The Church of St Mary and St Joseph is a 20th-century Roman Catholic parish church in Poplar located in Tower Hamlets, London, England.
The modern church was built in 1951-1954, as part of the Festival of Britain's Lansbury Estate Live Architecture Exhibition, and was consecrated by Cardinal Godfrey in October 1960. It replaced an earlier church of the 1850s by William Wardell that was destroyed in the Second World War.
The building is listed Grade II. Its architect was Adrian Gilbert Scott, who specialised in ecclesiastical buildings.

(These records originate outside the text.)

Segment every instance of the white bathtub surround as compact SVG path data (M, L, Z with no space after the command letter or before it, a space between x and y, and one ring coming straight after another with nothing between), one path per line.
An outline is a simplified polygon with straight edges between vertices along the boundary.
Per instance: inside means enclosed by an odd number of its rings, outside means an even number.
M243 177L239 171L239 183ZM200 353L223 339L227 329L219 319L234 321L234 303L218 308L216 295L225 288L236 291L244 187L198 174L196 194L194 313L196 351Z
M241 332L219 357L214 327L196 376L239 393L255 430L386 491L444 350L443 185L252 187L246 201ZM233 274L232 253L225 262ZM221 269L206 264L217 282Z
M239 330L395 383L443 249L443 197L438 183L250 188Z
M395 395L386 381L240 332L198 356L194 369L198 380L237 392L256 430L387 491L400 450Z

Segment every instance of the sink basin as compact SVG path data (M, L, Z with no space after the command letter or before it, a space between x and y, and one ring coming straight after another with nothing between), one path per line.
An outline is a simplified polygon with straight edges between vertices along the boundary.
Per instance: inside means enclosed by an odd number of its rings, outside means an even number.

On a Greek Cross plan, it is built of steel girders and brick, with a reinforced concrete spire. On the outside, the plan becomes a series of rectangular blocks.
It is notable for its elongated and tapered round parabolic arches (described as 'camel vaulted' at the time of its listing). Its mixed or transitional style combines Art Deco or Jazz Modern with elements suggesting Hispanic Moorish, ancient Persian or Egyptian. Gavin Stamp's descriptive phrase 'Jazz Modern Byzantine' was used in the church's listing.
The design has similarities to work by Giles Gilbert Scott and to Adrian Gilbert Scott's own earlier St. James Anglican Church (Vancouver), and its parabolic arches informed his later work on St Leonard's Church, St Leonards-on-Sea.
The interior contains stone reliefs of the Stations of the Cross by Peter Watts. The stained glass is by William Wilson of Edinburgh.